Architecture is one of your greatest assets. If it’s so important, you likely would like to check it. So, how should you check your architecture?
Testing, pair programming and code reviewing are the proposed means to approach this problem. However, testing is only concerned with the functional side of a system, and thus, it is insufficient for capturing structural contracts. Pair programming and reviewing work well in the small, but they do not scale when you need to handle the millions of details entailed in modern systems.
Systems are data, and the only way to deal with large data is through tools. A common way of approaching the structure of the system is through standard checkers, such as FindBugs or Checkstyle. These are fine tools, but when they are left to only check standard idioms, the specifics of your architecture, which is where the main value resides, remain unverified.

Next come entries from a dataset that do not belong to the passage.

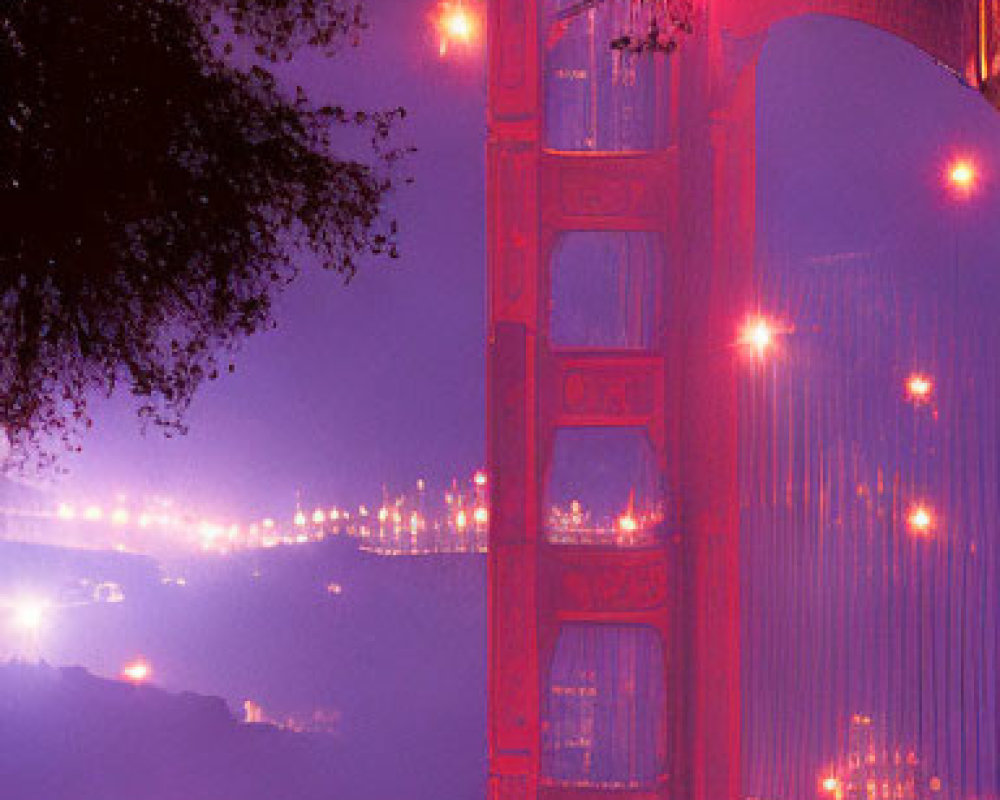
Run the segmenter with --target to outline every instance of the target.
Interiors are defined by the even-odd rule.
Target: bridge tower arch
[[[490,0],[490,800],[736,800],[736,378],[756,61],[866,22],[992,99],[1000,0]]]

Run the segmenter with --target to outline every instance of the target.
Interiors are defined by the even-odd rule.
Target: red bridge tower
[[[996,95],[1000,0],[489,0],[491,800],[740,795],[755,64],[806,13]]]

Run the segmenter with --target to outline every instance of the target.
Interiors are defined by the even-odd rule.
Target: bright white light
[[[913,533],[922,535],[929,533],[934,527],[934,515],[927,506],[915,505],[910,509],[906,522]]]
[[[958,194],[968,195],[976,188],[976,165],[968,158],[958,158],[948,165],[948,183]]]
[[[743,323],[740,344],[757,358],[764,358],[774,349],[774,339],[778,330],[774,323],[763,317],[751,317]]]
[[[462,3],[461,0],[439,4],[434,24],[440,40],[438,52],[442,57],[448,54],[450,45],[458,44],[468,47],[477,38],[478,20],[476,14],[468,4]]]
[[[915,372],[906,381],[906,396],[914,403],[925,403],[934,391],[934,381]]]
[[[145,683],[153,675],[153,668],[149,665],[149,662],[142,658],[137,658],[135,661],[129,661],[122,667],[121,676],[127,681],[132,683]]]
[[[622,514],[618,518],[618,529],[622,533],[635,533],[639,530],[639,523],[631,514]]]

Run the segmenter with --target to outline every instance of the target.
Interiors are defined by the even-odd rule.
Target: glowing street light
[[[442,2],[437,9],[435,20],[440,45],[439,55],[444,58],[448,54],[449,45],[469,47],[478,34],[478,20],[475,12],[462,0]]]
[[[947,178],[952,191],[967,196],[976,188],[976,165],[968,158],[957,158],[948,165]]]
[[[153,668],[149,662],[143,658],[129,661],[122,667],[121,677],[130,683],[145,683],[153,676]]]
[[[918,536],[926,536],[934,527],[934,515],[927,506],[918,503],[907,514],[906,524],[912,533]]]
[[[622,514],[618,518],[618,530],[622,533],[635,533],[639,530],[639,523],[631,514]]]
[[[740,331],[740,345],[753,353],[757,358],[764,358],[774,348],[774,340],[778,331],[770,320],[763,317],[751,317],[743,323]]]
[[[926,403],[934,393],[934,381],[927,375],[914,372],[906,379],[906,397],[911,402]]]

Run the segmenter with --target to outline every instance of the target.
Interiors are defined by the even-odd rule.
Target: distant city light
[[[958,158],[948,165],[948,183],[958,194],[968,195],[976,188],[976,165],[968,158]]]
[[[639,530],[639,523],[631,514],[622,514],[618,518],[618,529],[623,533],[635,533]]]
[[[743,324],[740,331],[740,344],[757,358],[764,358],[774,347],[777,330],[770,320],[763,317],[751,317]]]
[[[918,504],[910,509],[906,523],[913,533],[924,535],[934,527],[934,515],[927,506]]]
[[[934,392],[934,381],[927,375],[915,372],[906,380],[906,396],[914,403],[926,403]]]
[[[438,54],[444,58],[454,45],[471,46],[477,38],[479,21],[467,2],[442,2],[437,7],[435,27],[438,33]]]
[[[129,661],[122,667],[121,677],[131,683],[145,683],[153,675],[153,668],[142,658]]]

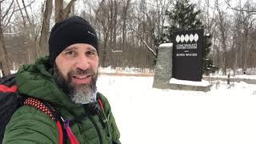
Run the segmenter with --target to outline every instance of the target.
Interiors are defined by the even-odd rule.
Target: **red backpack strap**
[[[50,118],[52,120],[56,122],[58,132],[59,135],[58,143],[63,144],[63,130],[62,127],[62,124],[60,122],[60,118],[59,118],[60,116],[58,115],[58,114],[57,114],[56,110],[54,109],[54,107],[51,105],[46,102],[42,102],[35,98],[29,97],[26,98],[26,100],[24,101],[24,106],[30,106],[34,107],[42,111],[43,113],[45,113],[46,114],[50,116]]]
[[[98,102],[99,106],[102,109],[103,112],[105,112],[103,103],[102,102],[101,97],[98,97]]]

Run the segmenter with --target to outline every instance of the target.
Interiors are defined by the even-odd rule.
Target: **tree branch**
[[[144,43],[144,45],[146,46],[146,48],[154,54],[154,56],[157,56],[157,54],[146,44],[146,42],[143,40],[141,34],[134,28],[130,27],[130,30],[134,30],[140,38],[140,40]]]
[[[71,7],[72,6],[74,6],[74,3],[76,2],[77,0],[71,0],[70,2],[70,3],[65,7],[64,9],[64,18],[68,17],[68,14],[70,13],[71,10]]]

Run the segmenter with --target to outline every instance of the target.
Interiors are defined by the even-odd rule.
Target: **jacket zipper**
[[[93,119],[93,118],[91,117],[91,114],[90,113],[90,111],[88,110],[88,109],[86,107],[84,107],[85,110],[86,111],[87,114],[89,114],[89,119],[90,120],[90,122],[93,123],[93,125],[94,126],[94,127],[96,128],[96,131],[97,131],[97,134],[98,135],[98,138],[99,138],[99,142],[100,142],[100,144],[103,144],[103,142],[102,142],[102,136],[100,133],[100,130],[99,130],[99,127],[97,126],[95,121]]]

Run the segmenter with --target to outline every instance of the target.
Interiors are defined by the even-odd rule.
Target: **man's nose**
[[[90,60],[85,55],[81,55],[76,60],[75,67],[87,70],[90,67]]]

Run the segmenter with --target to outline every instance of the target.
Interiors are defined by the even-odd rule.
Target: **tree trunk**
[[[50,31],[50,18],[53,9],[53,0],[46,0],[45,12],[43,14],[43,20],[41,29],[41,37],[39,40],[39,56],[44,56],[47,54],[48,47],[48,37]]]
[[[63,0],[55,0],[55,22],[63,20]]]

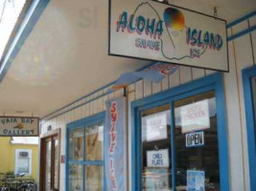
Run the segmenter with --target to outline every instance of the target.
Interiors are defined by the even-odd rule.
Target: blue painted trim
[[[176,190],[176,168],[175,163],[176,156],[175,156],[175,104],[174,101],[171,102],[171,148],[172,148],[172,190]]]
[[[42,14],[44,9],[47,7],[50,0],[37,0],[34,1],[25,15],[25,18],[19,27],[17,33],[12,42],[11,48],[3,59],[0,67],[0,83],[4,79],[12,63],[19,53],[22,45],[30,35],[37,20]]]
[[[249,160],[250,189],[256,191],[256,121],[254,120],[251,77],[256,76],[256,66],[243,70],[243,83],[247,126],[247,144]]]
[[[218,144],[220,158],[220,180],[221,190],[228,191],[229,187],[229,165],[228,165],[228,145],[226,132],[226,108],[223,87],[223,75],[220,74],[215,84],[217,126],[218,126]]]
[[[228,165],[228,147],[226,134],[226,110],[224,102],[223,79],[222,74],[218,73],[212,75],[195,80],[188,84],[181,85],[172,90],[159,93],[150,97],[142,98],[131,102],[131,190],[139,191],[141,186],[141,130],[140,112],[151,107],[157,107],[166,103],[174,104],[174,101],[180,100],[188,96],[215,91],[218,117],[218,140],[219,140],[219,159],[220,159],[220,178],[221,190],[229,191],[229,165]],[[171,111],[173,114],[174,111]],[[172,128],[174,128],[174,118],[172,118]],[[174,129],[172,130],[172,132]],[[174,132],[173,132],[174,136]],[[175,152],[175,139],[172,138],[172,152]],[[173,175],[175,167],[175,153],[172,153]],[[173,178],[173,190],[175,190],[175,180]]]
[[[104,165],[104,160],[69,160],[69,134],[70,131],[74,131],[76,129],[83,129],[83,156],[85,156],[85,128],[95,125],[95,124],[99,124],[99,123],[104,123],[105,121],[105,112],[102,112],[90,117],[86,117],[84,118],[76,120],[74,122],[70,122],[66,125],[66,140],[65,140],[65,144],[66,144],[66,163],[65,163],[65,169],[66,169],[66,179],[65,179],[65,191],[69,191],[69,164],[77,164],[77,165],[82,165],[82,174],[84,177],[85,174],[85,170],[84,170],[84,165],[102,165],[104,167],[104,171],[105,171],[105,165]],[[84,190],[84,179],[82,179],[82,184],[83,184],[83,189]],[[103,178],[104,180],[104,190],[105,190],[105,178],[104,176]]]
[[[256,30],[256,25],[255,26],[252,26],[252,27],[250,27],[250,28],[248,28],[246,30],[244,30],[244,31],[242,31],[242,32],[240,32],[232,35],[232,36],[229,36],[227,38],[227,41],[232,41],[232,40],[234,40],[236,38],[239,38],[239,37],[241,37],[243,35],[245,35],[247,33],[250,33],[250,32],[254,32],[255,30]]]
[[[243,22],[243,21],[244,21],[244,20],[246,20],[246,19],[248,19],[248,18],[250,18],[250,17],[252,17],[252,16],[254,16],[254,15],[256,15],[256,11],[254,11],[250,12],[249,14],[246,14],[246,15],[244,15],[244,16],[243,16],[243,17],[241,17],[241,18],[239,18],[239,19],[237,19],[237,20],[231,22],[230,24],[227,25],[227,29],[229,29],[230,27],[233,27],[234,25],[237,25],[238,23]],[[255,30],[255,26],[254,26],[254,27],[251,27],[250,29],[244,30],[244,31],[243,31],[243,32],[239,32],[239,33],[233,35],[233,36],[228,37],[228,38],[227,38],[227,41],[232,41],[232,40],[234,40],[234,39],[236,39],[236,38],[238,38],[238,37],[241,37],[242,35],[244,35],[244,34],[246,34],[246,33],[252,32],[254,30]],[[146,69],[146,68],[148,68],[148,67],[151,67],[151,66],[152,66],[152,65],[154,65],[154,64],[156,64],[156,63],[158,63],[158,62],[151,62],[151,63],[150,63],[149,65],[144,66],[144,67],[140,68],[140,69],[137,70],[137,71],[138,71],[138,72],[139,72],[139,71],[142,71],[142,70],[144,70],[144,69]],[[59,111],[61,111],[61,110],[63,110],[63,109],[65,109],[65,108],[67,108],[67,107],[69,107],[69,106],[72,106],[72,104],[75,104],[75,103],[78,102],[78,101],[81,101],[81,99],[87,98],[88,96],[92,96],[93,94],[95,94],[95,93],[97,93],[97,92],[103,91],[104,89],[105,89],[105,88],[107,88],[107,87],[113,85],[115,82],[116,82],[116,81],[113,81],[113,82],[111,82],[111,83],[109,83],[109,84],[107,84],[107,85],[105,85],[105,86],[103,86],[102,88],[99,88],[98,90],[96,90],[96,91],[94,91],[94,92],[92,92],[92,93],[90,93],[90,94],[88,94],[88,95],[85,95],[85,96],[80,97],[79,99],[77,99],[77,100],[75,100],[75,101],[73,101],[73,102],[71,102],[71,103],[69,103],[69,104],[67,104],[67,105],[65,105],[65,106],[63,106],[63,107],[61,107],[61,108],[59,108],[59,109],[58,109],[58,110],[56,110],[56,111],[54,111],[54,112],[52,112],[52,113],[50,113],[50,114],[44,116],[44,117],[42,117],[41,119],[47,118],[47,117],[51,117],[52,115],[54,115],[54,114],[56,114],[56,113],[58,113],[58,112],[59,112]],[[106,94],[106,95],[107,95],[107,94]],[[81,105],[83,105],[83,104],[81,104]],[[81,105],[80,105],[80,106],[81,106]],[[63,114],[69,112],[69,111],[72,111],[72,110],[74,110],[74,109],[76,109],[76,108],[77,108],[77,107],[75,107],[75,108],[71,108],[71,109],[69,109],[68,111],[64,111],[64,112],[62,112],[62,113],[60,113],[60,114],[58,114],[58,115],[55,115],[55,116],[52,117],[51,118],[53,118],[53,117],[58,117],[58,116],[60,116],[60,115],[63,115]]]
[[[241,18],[239,18],[239,19],[236,19],[236,20],[232,21],[231,23],[229,23],[229,24],[226,26],[226,28],[229,29],[229,28],[231,28],[231,27],[233,27],[233,26],[235,26],[235,25],[237,25],[237,24],[239,24],[239,23],[241,23],[241,22],[243,22],[243,21],[245,21],[245,20],[247,20],[247,19],[249,19],[250,17],[255,16],[255,15],[256,15],[256,11],[252,11],[252,12],[250,12],[250,13],[244,15],[244,16],[243,16],[243,17],[241,17]]]

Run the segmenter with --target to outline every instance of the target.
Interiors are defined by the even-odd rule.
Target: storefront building
[[[193,190],[187,177],[198,176],[205,190],[254,191],[255,19],[254,11],[227,26],[229,73],[179,66],[158,84],[140,80],[110,94],[106,85],[42,117],[41,149],[59,149],[41,160],[56,162],[42,174],[42,190],[106,190],[105,101],[125,96],[127,190]]]

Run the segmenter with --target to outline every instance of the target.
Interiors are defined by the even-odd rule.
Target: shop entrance
[[[229,190],[220,74],[131,103],[132,191]]]
[[[59,130],[41,138],[40,190],[59,190]]]

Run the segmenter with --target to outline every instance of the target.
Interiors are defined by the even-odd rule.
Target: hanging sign
[[[210,128],[208,99],[180,108],[182,134]]]
[[[154,114],[147,117],[147,141],[167,138],[167,115],[166,113]]]
[[[186,147],[198,147],[204,145],[204,133],[196,132],[186,135]]]
[[[151,0],[109,0],[110,55],[228,72],[226,21]]]
[[[127,190],[127,140],[125,98],[105,102],[105,173],[106,190]]]
[[[169,150],[147,151],[149,167],[169,167]]]
[[[0,117],[1,137],[37,137],[38,117]]]

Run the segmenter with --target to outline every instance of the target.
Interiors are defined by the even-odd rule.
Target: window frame
[[[256,119],[254,119],[253,108],[253,95],[251,87],[251,78],[256,77],[256,66],[244,69],[243,85],[244,85],[244,112],[246,118],[247,129],[247,145],[248,145],[248,162],[249,162],[249,180],[250,188],[256,187],[256,131],[254,129],[256,125]]]
[[[20,152],[27,152],[29,154],[29,173],[26,175],[32,175],[32,149],[15,149],[15,174],[18,174],[18,157]]]
[[[84,129],[86,127],[90,127],[92,125],[97,125],[99,123],[105,122],[105,112],[102,112],[90,117],[86,117],[84,118],[79,119],[77,121],[68,123],[66,125],[66,163],[65,163],[65,169],[66,169],[66,185],[65,190],[69,190],[69,164],[75,164],[75,165],[81,165],[82,166],[82,183],[84,185],[84,167],[86,165],[100,165],[103,166],[103,170],[105,172],[105,156],[103,152],[103,160],[85,160],[84,159],[84,148],[83,148],[83,159],[82,160],[70,160],[69,159],[69,135],[71,131],[77,130],[77,129]],[[83,132],[83,138],[85,138],[85,133]],[[85,144],[85,139],[83,139],[83,144]],[[84,145],[85,146],[85,145]],[[104,191],[105,190],[105,173],[103,173],[103,187]],[[82,188],[83,191],[85,191],[84,187]]]
[[[215,91],[217,124],[218,124],[218,142],[219,142],[219,160],[220,160],[220,184],[221,190],[229,190],[229,165],[228,148],[226,133],[226,110],[223,90],[223,76],[221,73],[202,77],[184,85],[173,88],[131,102],[131,190],[140,191],[141,188],[141,128],[140,113],[146,109],[171,105],[171,148],[172,148],[172,174],[175,175],[175,107],[174,102],[192,96]],[[140,169],[140,170],[138,170]],[[172,177],[173,190],[175,190],[175,176]]]

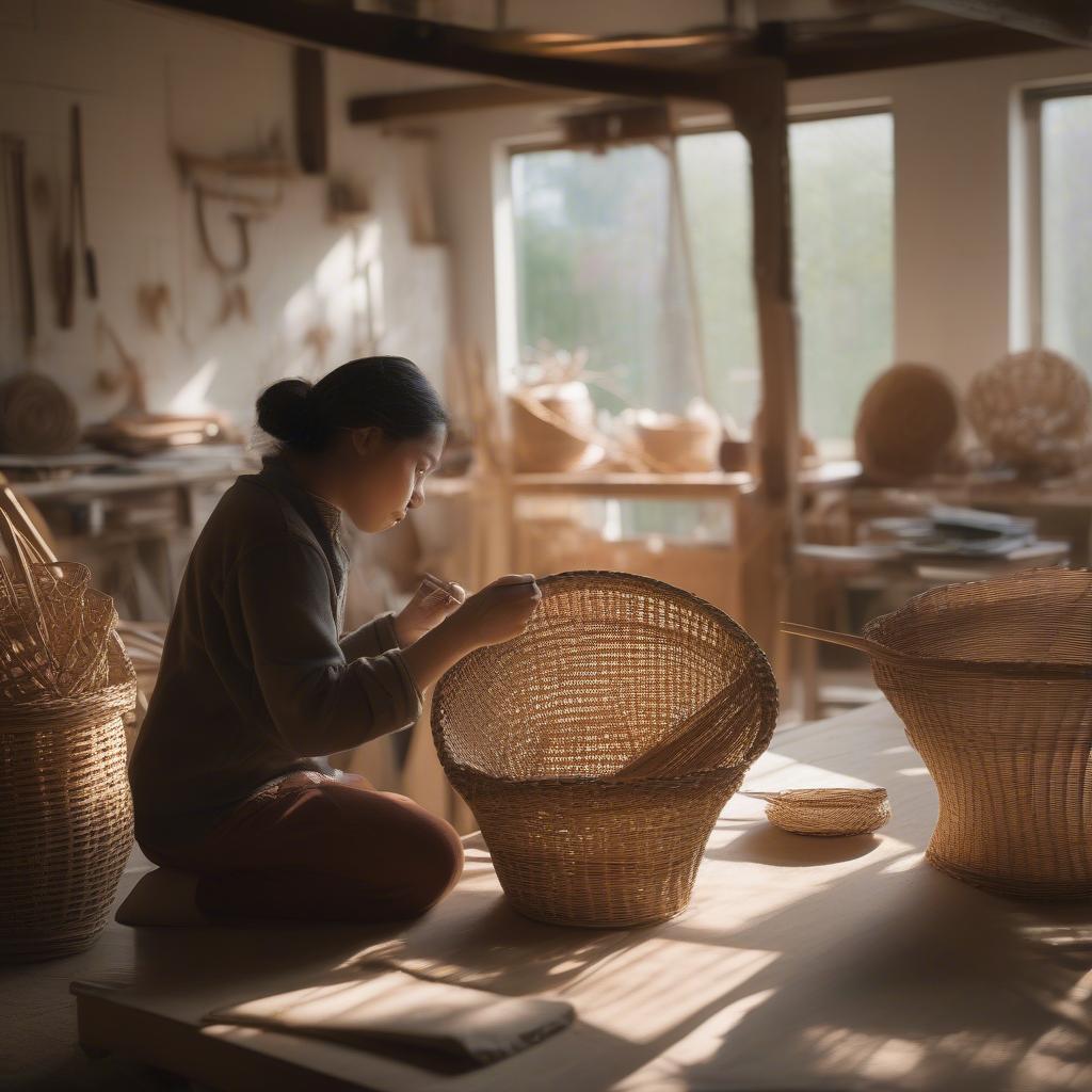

In this talk, we show a different way: given that value is contextual, the only viable solution is via custom tools to extract the relevant information. Who should build these tools? Engineers. When should they build these tools? During development. To exemplify how this can work in practice, we show multiple cases of querying, visualizing and browsing systems to help guide coarse and fine grained decisions.
And, one more thing: your system is not just code. Configuration is part of it. The deployment infrastructure is part of it. Logs are part of it. Even the DB is part of it. It’s all data and you should be prepared to check it. Because it matters.
All examples from this talk make use of the Moose analysis platform. The goal is to show how we can approach a wide variety of situations only using a small set of tools and techniques. Thus, the promise is that the investment on learning how to craft tools does not have to be extensive and can be leveraged quickly.